Second, with the SEC’s round of comment letters to large issuers earlier this year, companies are clearly on notice regarding the high level of transparency and detail in disclosure that they are expected to provide. This is especially true for sensitive areas like performance targets. In our research of proxies this year, we found that slightly over 40% of companies disclosed actual performance targets in their proxies and the format and level of disclosure varied quite substantially from company to company. One of my personal favorite examples comes from Acco Brands where they included target values and actual performance results side by side in tables. We’re expecting the percentage of companies providing performance targets to increase in 2008.
To help companies with the challenges of drafting their proxies, we recently released PracticesInsight (PI). With the new SEC disclosure rules earlier this year, many companies were somewhat at a loss on what the SEC was expecting. In 2006, we launched the Proxy Disclosure Service (PI’s predecessor) that included examples of companies that had voluntarily adopted portions of the proposed SEC rules. Given the success we had last year, we saw an opportunity to build an enhanced version and rename it PracticesInsight. Based on our research of literally 1,000s of proxies, we’ve compiled a “greatest hits” list of compensation disclosure to help our clients in the drafting process. Concurrent with the launch of PI, we released the CD&A Overview report to provide a small sample of the examples in PI. As one might expect, interest (and sales) in both PI and the report have been very strong.
Thanks to everyone for what was another record-breaking year for Equilar. Happy holidays and we look forward to talking with you soon!
December 6, 2007
Since my last posting on perks, we came across two more interesting ones that I wanted to share.
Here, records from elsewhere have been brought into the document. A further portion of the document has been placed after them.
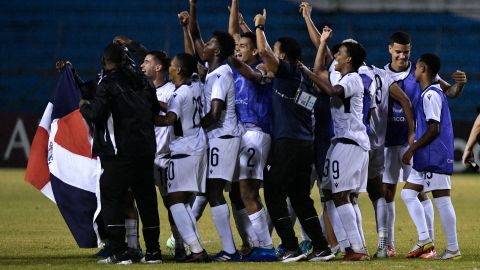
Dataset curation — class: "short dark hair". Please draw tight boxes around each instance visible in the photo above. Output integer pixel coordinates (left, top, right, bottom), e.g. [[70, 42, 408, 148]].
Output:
[[240, 32, 257, 49], [175, 53, 197, 78], [103, 43, 127, 66], [390, 31, 412, 45], [342, 41, 367, 71], [277, 37, 302, 62], [212, 31, 235, 61], [418, 53, 441, 77], [147, 50, 171, 71]]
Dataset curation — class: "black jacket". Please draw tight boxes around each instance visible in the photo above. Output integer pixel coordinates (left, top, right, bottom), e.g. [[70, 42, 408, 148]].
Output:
[[80, 67, 160, 158]]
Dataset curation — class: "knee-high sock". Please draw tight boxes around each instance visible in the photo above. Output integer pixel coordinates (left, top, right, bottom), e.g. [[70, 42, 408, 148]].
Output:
[[210, 204, 236, 254], [232, 207, 258, 247], [125, 218, 138, 249], [191, 196, 208, 220], [353, 199, 366, 246], [325, 200, 350, 249], [435, 196, 458, 251], [248, 208, 273, 248], [401, 189, 430, 241], [422, 199, 435, 241], [170, 203, 203, 253], [373, 197, 388, 248], [337, 203, 363, 252], [387, 201, 395, 246]]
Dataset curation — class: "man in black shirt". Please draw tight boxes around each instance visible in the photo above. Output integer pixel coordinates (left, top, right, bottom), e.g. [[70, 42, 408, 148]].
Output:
[[80, 43, 161, 264]]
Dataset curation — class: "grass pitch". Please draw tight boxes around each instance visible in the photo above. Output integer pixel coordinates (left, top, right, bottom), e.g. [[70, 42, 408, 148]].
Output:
[[0, 169, 480, 270]]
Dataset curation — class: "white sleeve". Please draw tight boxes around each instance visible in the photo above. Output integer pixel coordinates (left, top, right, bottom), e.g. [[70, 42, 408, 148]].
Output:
[[337, 73, 363, 98], [211, 73, 234, 102], [423, 90, 442, 122], [368, 80, 377, 109], [168, 89, 185, 119]]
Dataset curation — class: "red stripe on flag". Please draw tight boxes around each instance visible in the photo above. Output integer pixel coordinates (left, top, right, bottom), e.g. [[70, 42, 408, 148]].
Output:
[[54, 109, 92, 158], [25, 126, 50, 190]]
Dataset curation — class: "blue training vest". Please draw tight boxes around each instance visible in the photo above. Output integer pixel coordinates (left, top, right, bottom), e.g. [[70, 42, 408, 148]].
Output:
[[385, 64, 422, 147], [233, 62, 272, 133], [413, 85, 453, 175]]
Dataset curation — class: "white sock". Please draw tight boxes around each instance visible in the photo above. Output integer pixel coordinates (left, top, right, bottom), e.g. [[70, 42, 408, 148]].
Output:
[[248, 208, 273, 248], [337, 203, 363, 252], [325, 200, 350, 249], [353, 199, 366, 247], [422, 199, 435, 241], [192, 196, 208, 220], [401, 189, 430, 241], [387, 201, 395, 247], [232, 207, 258, 247], [210, 204, 237, 254], [373, 197, 388, 248], [125, 218, 138, 249], [184, 203, 200, 239], [319, 209, 327, 239], [435, 196, 458, 251], [170, 203, 203, 253]]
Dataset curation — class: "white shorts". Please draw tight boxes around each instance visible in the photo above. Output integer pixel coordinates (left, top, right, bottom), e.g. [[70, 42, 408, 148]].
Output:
[[207, 137, 240, 182], [383, 145, 412, 185], [234, 130, 272, 181], [407, 169, 452, 192], [167, 153, 207, 193], [322, 143, 368, 193], [153, 154, 170, 197], [368, 146, 385, 179]]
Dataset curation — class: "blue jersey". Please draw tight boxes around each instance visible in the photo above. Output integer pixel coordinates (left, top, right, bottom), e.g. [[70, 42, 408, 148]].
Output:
[[233, 63, 272, 133], [413, 84, 453, 175], [385, 64, 422, 147]]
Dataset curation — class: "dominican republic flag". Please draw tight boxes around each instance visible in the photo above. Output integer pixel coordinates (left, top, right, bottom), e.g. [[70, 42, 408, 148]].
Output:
[[25, 65, 102, 248]]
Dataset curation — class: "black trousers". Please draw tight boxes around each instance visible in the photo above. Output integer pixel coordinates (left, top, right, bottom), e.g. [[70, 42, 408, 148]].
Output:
[[100, 156, 160, 254], [264, 139, 328, 250]]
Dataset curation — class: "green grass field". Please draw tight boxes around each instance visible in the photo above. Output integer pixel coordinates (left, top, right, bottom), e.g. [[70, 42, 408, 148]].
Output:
[[0, 169, 480, 270]]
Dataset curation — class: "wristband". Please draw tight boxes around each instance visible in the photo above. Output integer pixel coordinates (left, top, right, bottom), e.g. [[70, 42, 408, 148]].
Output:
[[255, 24, 265, 31]]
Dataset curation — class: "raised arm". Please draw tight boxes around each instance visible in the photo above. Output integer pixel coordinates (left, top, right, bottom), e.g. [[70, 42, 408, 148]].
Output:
[[227, 56, 262, 83], [298, 62, 345, 96], [188, 0, 205, 61], [178, 11, 195, 55], [254, 9, 280, 73], [440, 70, 467, 98], [462, 115, 480, 165], [228, 0, 240, 42], [299, 1, 321, 48], [388, 83, 415, 145], [313, 26, 333, 75]]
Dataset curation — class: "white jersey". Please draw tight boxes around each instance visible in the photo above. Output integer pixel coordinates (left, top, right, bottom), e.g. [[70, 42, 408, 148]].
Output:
[[168, 82, 207, 155], [205, 64, 243, 138], [362, 66, 394, 149], [330, 72, 370, 151], [155, 82, 175, 156]]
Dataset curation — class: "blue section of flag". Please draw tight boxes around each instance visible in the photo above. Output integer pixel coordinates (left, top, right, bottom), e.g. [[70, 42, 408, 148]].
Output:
[[50, 65, 97, 248], [50, 174, 97, 248], [51, 65, 81, 120]]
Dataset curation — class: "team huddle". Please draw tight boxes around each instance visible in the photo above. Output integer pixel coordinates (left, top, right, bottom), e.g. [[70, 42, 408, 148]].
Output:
[[74, 0, 467, 264]]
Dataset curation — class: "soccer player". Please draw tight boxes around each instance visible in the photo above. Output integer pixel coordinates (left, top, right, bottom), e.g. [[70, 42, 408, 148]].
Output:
[[229, 0, 277, 261], [462, 112, 480, 168], [254, 10, 334, 262], [189, 1, 243, 261], [155, 53, 208, 262], [302, 27, 370, 260], [383, 32, 467, 257], [401, 53, 461, 259]]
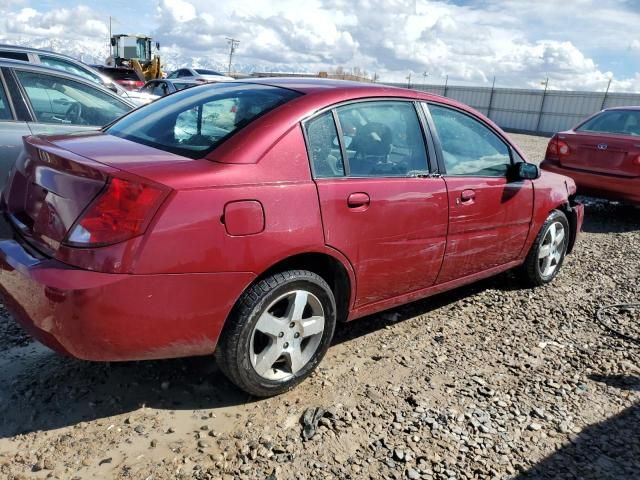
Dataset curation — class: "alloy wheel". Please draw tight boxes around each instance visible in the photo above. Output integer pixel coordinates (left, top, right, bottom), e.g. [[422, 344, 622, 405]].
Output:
[[249, 290, 325, 381], [538, 222, 566, 277]]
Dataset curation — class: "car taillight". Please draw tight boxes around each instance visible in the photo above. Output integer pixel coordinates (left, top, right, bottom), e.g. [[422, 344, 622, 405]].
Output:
[[65, 178, 164, 247], [547, 137, 571, 156]]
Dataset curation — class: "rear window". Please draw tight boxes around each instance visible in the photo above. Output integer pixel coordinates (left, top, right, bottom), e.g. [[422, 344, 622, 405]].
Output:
[[106, 83, 300, 158], [576, 110, 640, 136], [196, 68, 222, 76]]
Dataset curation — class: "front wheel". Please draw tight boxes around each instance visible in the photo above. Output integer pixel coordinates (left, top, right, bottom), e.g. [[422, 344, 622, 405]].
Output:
[[216, 270, 336, 397], [522, 210, 569, 286]]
FYI, for those who are or hope to become a board member some day. Enjoy!
Rare Hospitality International - “Non-employee directors also receive an allowance of $400 per fiscal month for dining at the Company’s restaurants, and an allowance of $1,000 per fiscal year for dining at restaurants of the Company’s competitors. Non-employee directors also receive a $1,000 allowance for charitable donations (which fall under the IRS-defined ‘Donations/Contributions’ category), and a $2,000 allowance for public relations (which do not fall under the IRS-defined ‘Donations/Contributions’ category), both per fiscal year.”
EGL Inc - In the footnotes to the Director Compensation Table, this company gives its directors an opportunity to replace their retainer for service with airplane usage: “The Annual Retainer is due upon election at the Annual Meeting of the Shareholders and qualification to serve. Each independent director may elect to take the annual retainer in cash, restricted stock award, or a combination thereof. Any amount elected in the form of restricted stock will be at a 15% premium of the corresponding cash amount. For example, if a director elected to take the annual retainer entirely in the form of restricted stock, such director would receive $28,750 in restricted stock rather than $25,000 in cash. Alternatively, each independent director may have, in lieu of their annual retainer, up to 25 hours per year of personal usage of the EGL-owned airplane 25 hours per year of personal usage of the EGL-owned airplane subject to the plane’s availability.”